Eleven people have been detained after gunmen stormed a concert hall in Moscow and opened fire on the crowd, the head of Russia’s Federal Security Service told President Vladimir Putin on Saturday. At least 115 people were killed in Friday’s attack, including three children, authorities said.

Russia’s Investigative Committee said four of those detained were directly involved in the attack. Russian agencies appeared to suggest the attack was linked to Ukraine even though the Islamic State group claimed responsibility in a statement. A U.S. intelligence official told The Associated Press that U.S. agencies had confirmed that that group was responsible for the attack.

The four suspects were stopped in the Bryansk region of western Russia, “not far from the border with Ukraine,” Russia’s Investigative Committee said. They planned to cross the border into Ukraine and “had contacts” there, state news agency Tass said, citing Russia’s FSB.

The attack came just days after Putin cemented his grip on power in a highly orchestrated electoral landslide. The attack was the deadliest in Russia in years and came as the country’s fight in Ukraine dragged into a third year.

Shortly after the attack, some Russian lawmakers pointed the finger at Ukraine. Mykhailo Podolyak, an adviser to Ukrainian President Volodymyr Zelenskyy, denied any involvement.

“Ukraine has never resorted to the use of terrorist methods,” he posted on X, formerly Twitter. “Everything in this war will be decided only on the battlefield.”

Images shared by Russian state media Saturday showed a fleet of emergency vehicles still gathered outside the ruins of Crocus City Hall, a shopping mall and music venue with a capacity of more than 6,000 people in Krasnogorsk, on Moscow’s western edge.

Videos posted online showed gunmen in the venue shooting civilians at point-blank range. The roof of the theater, where crowds had gathered Friday for a performance by the Russian rock band Picnic, collapsed in the early hours of Saturday morning as firefighters spent hours fighting a fire which erupted during the attack.

In a statement posted by its Aamaq news agency, the Islamic State’s affiliate in Afghanistan said it had attacked a large gathering of “Christians” in Krasnogorsk. It was not immediately possible to verify the authenticity of the claim.

A U.S. intelligence official told the AP that U.S. intelligence agencies had gathered information in recent weeks that the IS branch was planning an attack in Moscow, and that U.S. officials had privately shared the intelligence earlier this month with Russian officials.
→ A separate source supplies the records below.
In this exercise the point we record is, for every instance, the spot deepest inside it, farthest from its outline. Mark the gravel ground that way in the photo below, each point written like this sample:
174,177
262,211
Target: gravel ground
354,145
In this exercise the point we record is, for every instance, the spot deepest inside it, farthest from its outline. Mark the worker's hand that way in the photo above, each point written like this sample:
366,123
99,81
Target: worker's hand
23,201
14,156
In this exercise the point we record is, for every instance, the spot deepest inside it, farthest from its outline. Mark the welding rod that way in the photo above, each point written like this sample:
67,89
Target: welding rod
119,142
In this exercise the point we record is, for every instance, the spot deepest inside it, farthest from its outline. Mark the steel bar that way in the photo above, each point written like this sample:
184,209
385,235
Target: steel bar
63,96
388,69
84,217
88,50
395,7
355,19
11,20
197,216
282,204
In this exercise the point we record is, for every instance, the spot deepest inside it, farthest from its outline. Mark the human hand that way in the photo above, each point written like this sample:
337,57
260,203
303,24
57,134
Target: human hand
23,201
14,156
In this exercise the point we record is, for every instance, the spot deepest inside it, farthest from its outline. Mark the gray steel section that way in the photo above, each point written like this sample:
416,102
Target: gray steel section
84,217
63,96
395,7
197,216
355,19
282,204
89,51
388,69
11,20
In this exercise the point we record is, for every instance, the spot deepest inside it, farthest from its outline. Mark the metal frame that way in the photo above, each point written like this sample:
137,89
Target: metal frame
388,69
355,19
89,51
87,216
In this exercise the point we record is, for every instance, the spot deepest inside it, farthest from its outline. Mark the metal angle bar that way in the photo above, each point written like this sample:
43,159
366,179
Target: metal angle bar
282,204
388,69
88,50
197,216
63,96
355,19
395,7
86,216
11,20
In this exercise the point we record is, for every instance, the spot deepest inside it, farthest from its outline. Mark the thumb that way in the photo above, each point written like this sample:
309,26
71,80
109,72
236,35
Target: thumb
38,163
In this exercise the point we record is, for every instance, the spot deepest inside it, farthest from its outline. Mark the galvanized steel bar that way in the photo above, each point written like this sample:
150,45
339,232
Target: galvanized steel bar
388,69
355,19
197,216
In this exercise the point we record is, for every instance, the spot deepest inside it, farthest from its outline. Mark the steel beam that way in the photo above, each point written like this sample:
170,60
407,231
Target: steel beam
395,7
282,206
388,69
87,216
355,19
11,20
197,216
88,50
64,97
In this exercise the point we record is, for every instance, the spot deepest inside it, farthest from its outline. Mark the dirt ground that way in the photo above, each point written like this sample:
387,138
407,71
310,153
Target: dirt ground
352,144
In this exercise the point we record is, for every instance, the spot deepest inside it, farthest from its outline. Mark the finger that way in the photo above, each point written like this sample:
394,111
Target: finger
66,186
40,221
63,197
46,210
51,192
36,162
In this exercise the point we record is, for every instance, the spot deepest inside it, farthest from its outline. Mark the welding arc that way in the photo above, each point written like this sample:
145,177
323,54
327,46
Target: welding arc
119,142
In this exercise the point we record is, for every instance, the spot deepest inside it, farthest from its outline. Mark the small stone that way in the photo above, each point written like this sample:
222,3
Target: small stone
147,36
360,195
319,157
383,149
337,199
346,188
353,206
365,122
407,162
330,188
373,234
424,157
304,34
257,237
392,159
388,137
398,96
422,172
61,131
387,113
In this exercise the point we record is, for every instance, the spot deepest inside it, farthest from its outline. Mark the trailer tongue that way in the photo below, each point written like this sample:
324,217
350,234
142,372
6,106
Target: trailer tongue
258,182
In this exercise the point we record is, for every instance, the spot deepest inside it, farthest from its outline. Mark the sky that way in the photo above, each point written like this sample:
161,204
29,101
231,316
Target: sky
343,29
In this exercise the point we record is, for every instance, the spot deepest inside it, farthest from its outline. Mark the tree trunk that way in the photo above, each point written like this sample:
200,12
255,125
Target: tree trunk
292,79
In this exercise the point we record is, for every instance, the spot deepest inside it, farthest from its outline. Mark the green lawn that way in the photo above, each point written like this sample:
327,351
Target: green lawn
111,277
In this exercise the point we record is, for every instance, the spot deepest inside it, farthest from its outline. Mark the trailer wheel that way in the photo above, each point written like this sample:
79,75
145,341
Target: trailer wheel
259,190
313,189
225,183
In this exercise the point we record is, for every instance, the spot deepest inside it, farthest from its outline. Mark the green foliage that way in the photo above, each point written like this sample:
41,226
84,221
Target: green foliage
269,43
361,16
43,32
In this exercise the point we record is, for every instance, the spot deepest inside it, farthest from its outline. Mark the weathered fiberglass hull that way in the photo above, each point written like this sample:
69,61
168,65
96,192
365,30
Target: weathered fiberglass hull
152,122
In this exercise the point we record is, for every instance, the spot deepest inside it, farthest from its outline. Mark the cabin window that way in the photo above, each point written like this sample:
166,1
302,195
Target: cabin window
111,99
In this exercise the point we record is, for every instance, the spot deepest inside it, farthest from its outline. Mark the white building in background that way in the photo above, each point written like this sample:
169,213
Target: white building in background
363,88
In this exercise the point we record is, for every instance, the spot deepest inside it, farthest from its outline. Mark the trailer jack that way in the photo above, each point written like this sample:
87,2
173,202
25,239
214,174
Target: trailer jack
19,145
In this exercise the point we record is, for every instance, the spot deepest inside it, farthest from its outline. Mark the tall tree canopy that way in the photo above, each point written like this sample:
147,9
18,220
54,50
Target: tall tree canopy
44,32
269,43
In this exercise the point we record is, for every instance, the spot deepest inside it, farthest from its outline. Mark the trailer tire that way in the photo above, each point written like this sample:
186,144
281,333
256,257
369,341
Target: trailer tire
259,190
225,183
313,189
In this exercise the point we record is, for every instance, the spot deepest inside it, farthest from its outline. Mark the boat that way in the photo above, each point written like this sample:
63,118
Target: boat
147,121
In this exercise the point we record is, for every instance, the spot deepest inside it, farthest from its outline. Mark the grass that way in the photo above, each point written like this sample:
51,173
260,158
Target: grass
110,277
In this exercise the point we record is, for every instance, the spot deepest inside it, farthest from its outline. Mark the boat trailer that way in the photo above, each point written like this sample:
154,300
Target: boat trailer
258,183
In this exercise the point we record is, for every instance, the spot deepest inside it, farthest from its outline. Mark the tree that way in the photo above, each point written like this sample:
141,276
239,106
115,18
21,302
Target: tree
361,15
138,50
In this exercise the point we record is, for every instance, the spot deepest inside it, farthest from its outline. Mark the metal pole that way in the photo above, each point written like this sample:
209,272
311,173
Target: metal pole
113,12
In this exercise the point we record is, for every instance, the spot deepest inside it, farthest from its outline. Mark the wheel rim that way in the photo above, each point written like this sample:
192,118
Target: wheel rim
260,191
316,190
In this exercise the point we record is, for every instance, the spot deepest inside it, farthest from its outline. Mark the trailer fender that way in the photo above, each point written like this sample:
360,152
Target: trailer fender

The official was briefed on the matter but was not authorized to publicly discuss the intelligence information and spoke to the AP on condition of anonymity.

Messages of outrage, shock and support for those affected have since streamed in from around the world.

On Friday, the U.N. Security Council condemned “the heinous and cowardly terrorist attack” and underlined the need for the perpetrators to be held accountable. U.N. Secretary-General Antonio Guterres also condemned the terrorist attack “in the strongest possible terms,” his spokesman said.

Meanwhile, in Moscow itself, hundreds of people stood in line Saturday morning to donate blood and plasma, Russia’s health ministry said.

Putin, who extended his grip on Russia for another six years in this week’s presidential vote after a sweeping crackdown on dissent, had publicly denounced the Western warnings of a potential terrorist attack as an attempt to intimidate Russians. “All that resembles open blackmail and an attempt to frighten and destabilize our society,” he said earlier this week.

In October 2015, a bomb planted by the Islamic State downed a Russian passenger plane over Sinai, killing all 224 people on board, most of them Russian vacation-goers returning from Egypt. The group, which operates mainly in Syria and Iraq but also in Afghanistan and Africa, also has claimed several attacks in Russia’s volatile Caucasus and other regions in the past years. It recruited fighters from Russia and other parts of the former Soviet Union.